By: Jonathan Wachter, Lead Soil Scientist at The Carbon Cycle Institute

September 2021

In August the Intergovernmental Panel on Climate Change (IPCC) released the first part of its Sixth Assessment Report entitled The Physical Science Basis providing a synthesis of the latest science on climate change since the IPCC’s last assessment was completed in 2014.

The report comes to some very clear conclusions—that many of the effects of global climate change are already being felt around the world, and they will continue to grow in severity unless greenhouse gas emissions are immediately and dramatically cut. Even under the best scenario—described as “sustainability-focused growth and equality”—global temperatures are expected to exceed 1.5°C above pre-industrial levels by the middle of the century. And while warming temperatures could be gradually reversed, other climate change impacts like global sea level rise and shrinking ice sheets will continue their trajectory for decades to millennia.
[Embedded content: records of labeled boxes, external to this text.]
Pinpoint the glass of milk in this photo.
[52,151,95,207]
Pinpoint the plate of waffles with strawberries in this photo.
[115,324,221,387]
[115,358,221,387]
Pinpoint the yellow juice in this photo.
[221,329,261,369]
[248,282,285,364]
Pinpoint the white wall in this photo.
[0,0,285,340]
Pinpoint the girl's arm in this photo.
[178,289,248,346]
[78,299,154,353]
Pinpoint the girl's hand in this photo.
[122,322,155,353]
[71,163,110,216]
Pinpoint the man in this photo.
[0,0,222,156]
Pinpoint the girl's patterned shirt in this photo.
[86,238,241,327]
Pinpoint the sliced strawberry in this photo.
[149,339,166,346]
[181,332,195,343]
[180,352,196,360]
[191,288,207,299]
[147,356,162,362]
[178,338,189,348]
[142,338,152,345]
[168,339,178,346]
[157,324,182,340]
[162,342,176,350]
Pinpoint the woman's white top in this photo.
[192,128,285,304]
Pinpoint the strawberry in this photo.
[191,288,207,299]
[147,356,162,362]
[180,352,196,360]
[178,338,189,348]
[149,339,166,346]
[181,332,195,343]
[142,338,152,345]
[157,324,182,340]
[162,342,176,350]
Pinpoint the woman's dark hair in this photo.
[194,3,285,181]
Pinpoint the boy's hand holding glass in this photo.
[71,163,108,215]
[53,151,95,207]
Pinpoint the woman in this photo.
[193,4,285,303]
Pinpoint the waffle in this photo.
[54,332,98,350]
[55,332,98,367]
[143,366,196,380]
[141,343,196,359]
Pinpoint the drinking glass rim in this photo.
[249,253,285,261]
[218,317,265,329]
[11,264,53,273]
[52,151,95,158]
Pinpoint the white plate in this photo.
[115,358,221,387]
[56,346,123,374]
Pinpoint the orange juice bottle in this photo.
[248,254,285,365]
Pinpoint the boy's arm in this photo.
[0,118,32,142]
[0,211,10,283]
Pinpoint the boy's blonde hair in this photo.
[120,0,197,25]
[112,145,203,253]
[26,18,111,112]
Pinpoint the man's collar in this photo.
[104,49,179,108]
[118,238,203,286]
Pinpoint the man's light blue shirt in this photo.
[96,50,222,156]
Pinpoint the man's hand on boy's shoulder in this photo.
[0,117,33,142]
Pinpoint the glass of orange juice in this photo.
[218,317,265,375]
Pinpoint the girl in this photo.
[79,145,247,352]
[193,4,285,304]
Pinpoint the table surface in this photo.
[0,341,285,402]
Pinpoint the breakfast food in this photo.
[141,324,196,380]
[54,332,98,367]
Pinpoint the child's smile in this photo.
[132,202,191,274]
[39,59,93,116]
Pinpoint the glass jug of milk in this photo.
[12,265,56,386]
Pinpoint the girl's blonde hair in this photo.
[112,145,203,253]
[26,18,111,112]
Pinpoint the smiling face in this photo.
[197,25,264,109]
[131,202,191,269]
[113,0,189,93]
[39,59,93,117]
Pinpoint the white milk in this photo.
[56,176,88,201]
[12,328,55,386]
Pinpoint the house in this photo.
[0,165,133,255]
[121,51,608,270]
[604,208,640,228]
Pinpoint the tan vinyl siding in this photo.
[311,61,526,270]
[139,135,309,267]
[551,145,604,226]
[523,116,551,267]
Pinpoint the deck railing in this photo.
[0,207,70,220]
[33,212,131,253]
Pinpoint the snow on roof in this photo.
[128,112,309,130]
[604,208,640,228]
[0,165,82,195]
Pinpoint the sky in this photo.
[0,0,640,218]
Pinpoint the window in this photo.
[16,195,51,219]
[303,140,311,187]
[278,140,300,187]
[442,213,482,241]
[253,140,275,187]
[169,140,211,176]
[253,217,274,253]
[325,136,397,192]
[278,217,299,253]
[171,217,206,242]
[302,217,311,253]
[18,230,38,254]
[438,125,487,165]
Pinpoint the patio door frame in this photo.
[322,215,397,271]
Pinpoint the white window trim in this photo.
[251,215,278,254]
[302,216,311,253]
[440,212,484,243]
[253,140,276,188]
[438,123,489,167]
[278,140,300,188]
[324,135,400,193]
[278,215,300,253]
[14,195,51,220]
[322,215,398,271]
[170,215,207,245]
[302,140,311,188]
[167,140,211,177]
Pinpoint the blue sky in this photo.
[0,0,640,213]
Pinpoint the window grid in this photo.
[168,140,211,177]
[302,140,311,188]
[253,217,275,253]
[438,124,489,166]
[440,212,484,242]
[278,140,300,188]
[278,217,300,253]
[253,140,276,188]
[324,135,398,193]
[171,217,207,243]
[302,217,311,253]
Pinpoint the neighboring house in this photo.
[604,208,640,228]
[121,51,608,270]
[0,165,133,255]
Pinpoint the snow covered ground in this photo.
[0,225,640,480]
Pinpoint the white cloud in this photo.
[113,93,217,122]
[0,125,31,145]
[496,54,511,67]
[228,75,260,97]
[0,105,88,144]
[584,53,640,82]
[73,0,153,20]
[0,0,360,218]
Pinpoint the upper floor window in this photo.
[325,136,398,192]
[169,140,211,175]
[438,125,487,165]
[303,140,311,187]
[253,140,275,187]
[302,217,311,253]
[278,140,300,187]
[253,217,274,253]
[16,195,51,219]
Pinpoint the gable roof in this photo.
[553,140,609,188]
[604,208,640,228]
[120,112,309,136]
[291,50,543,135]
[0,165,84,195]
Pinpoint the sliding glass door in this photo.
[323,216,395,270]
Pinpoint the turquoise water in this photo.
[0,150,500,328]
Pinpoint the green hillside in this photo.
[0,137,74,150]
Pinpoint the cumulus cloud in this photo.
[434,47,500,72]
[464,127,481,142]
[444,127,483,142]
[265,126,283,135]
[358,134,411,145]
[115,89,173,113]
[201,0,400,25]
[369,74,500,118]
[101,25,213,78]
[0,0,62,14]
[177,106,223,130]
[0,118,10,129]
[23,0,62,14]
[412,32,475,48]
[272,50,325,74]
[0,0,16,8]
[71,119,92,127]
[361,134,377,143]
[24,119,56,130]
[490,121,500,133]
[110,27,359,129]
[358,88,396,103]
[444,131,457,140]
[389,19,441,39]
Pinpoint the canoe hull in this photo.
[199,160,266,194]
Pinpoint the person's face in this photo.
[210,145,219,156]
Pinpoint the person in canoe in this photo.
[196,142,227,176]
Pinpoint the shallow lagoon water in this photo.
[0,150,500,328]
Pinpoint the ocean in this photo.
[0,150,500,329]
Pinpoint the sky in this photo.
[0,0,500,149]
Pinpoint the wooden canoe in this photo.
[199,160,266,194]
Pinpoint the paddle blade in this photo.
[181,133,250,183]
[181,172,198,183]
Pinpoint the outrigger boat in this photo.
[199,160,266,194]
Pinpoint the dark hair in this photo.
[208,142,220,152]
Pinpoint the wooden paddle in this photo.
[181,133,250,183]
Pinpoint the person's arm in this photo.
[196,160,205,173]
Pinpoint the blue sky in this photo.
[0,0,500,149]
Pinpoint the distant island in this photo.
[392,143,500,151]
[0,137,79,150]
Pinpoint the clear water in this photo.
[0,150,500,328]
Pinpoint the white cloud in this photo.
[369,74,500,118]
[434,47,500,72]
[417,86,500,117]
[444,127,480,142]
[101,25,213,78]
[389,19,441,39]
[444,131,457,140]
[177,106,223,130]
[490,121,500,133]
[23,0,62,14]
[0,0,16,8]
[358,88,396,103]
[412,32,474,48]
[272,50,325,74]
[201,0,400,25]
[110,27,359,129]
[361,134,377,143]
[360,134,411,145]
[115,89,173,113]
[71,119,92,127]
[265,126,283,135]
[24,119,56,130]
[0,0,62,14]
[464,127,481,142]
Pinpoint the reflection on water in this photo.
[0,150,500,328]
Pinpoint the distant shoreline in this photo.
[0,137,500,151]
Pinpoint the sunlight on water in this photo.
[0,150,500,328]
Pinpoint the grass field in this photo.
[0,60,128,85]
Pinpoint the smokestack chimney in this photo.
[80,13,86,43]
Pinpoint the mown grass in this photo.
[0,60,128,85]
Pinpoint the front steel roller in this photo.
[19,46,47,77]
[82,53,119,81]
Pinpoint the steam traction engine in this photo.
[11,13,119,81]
The report is a stark reminder of the importance of carbon farming. We know that agriculture can and must play a significant role in sequestering atmospheric CO2 and in reducing its greenhouse gas emissions. At the same time, farms and ranches must adapt to a changing climate. The western United States is already experiencing unprecedented drought, heat, and fires, and these climate change impacts are only predicted to continue.
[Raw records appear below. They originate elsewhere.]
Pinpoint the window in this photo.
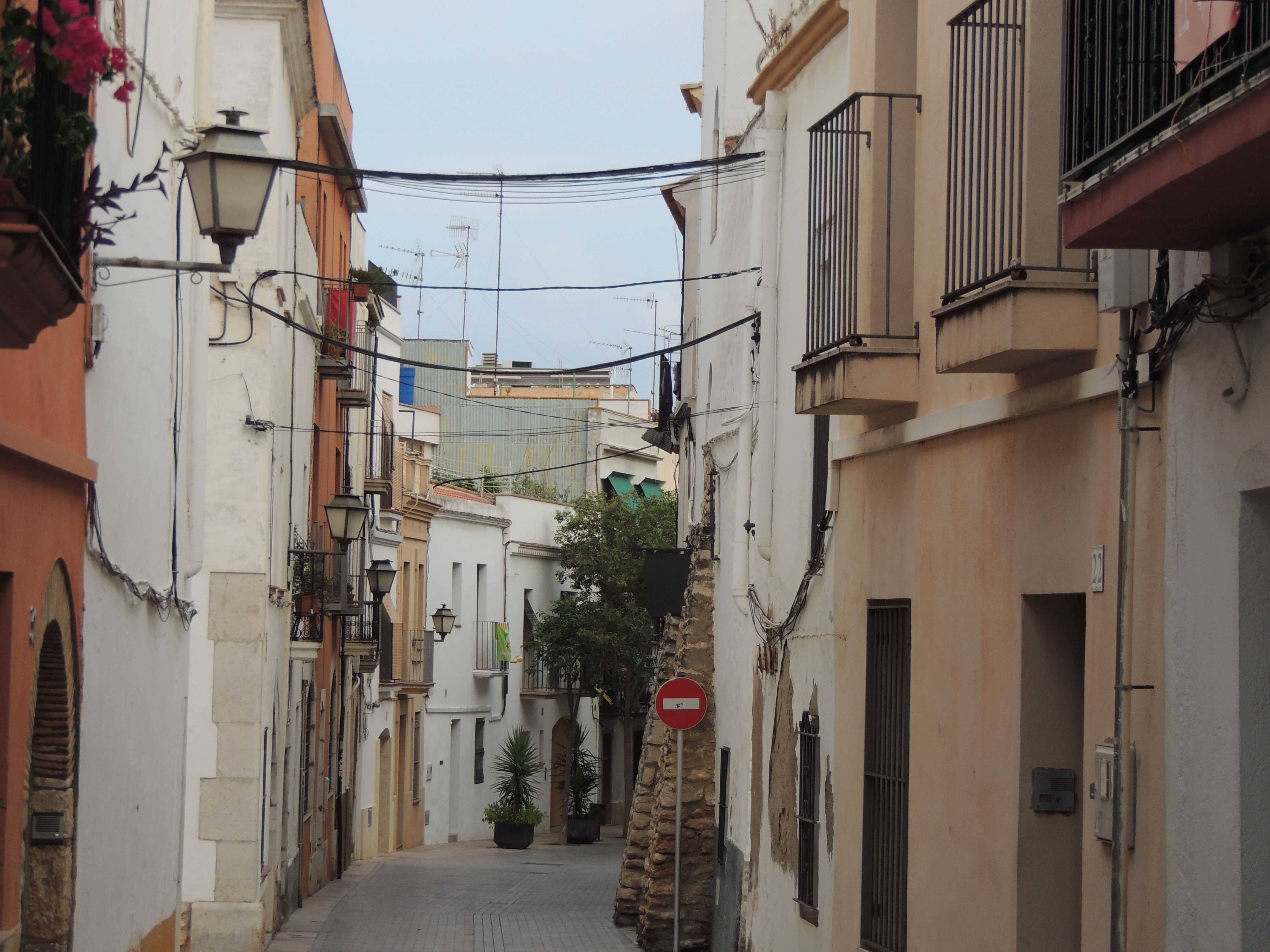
[410,711,423,804]
[450,562,464,628]
[860,602,911,952]
[715,748,731,866]
[809,416,829,562]
[798,711,820,923]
Fortunately, many of our most valuable tools in sequestering carbon are also our most valuable tools in adapting to climate change and building agroecosystem resilience. Building soil organic carbon levels through, for example, compost additions, reduced tillage, and cover crops helps soil to more effectively soak up and hold onto valuable water. Agroforestry projects like windbreaks and silvopasture sequester carbon in woody biomass, provide shelter from wind and heat, and reduce the evaporative loss of water. These are just a few examples of practices in the carbon farming toolkit.

In the coming months, the IPCC will be releasing the second and third parts of its latest climate assessment entitled Impacts, Adaptation and Vulnerability and Mitigation of Climate Change. We expect to learn even more about the important roles of agriculture in mitigating and adapting to a changing climate.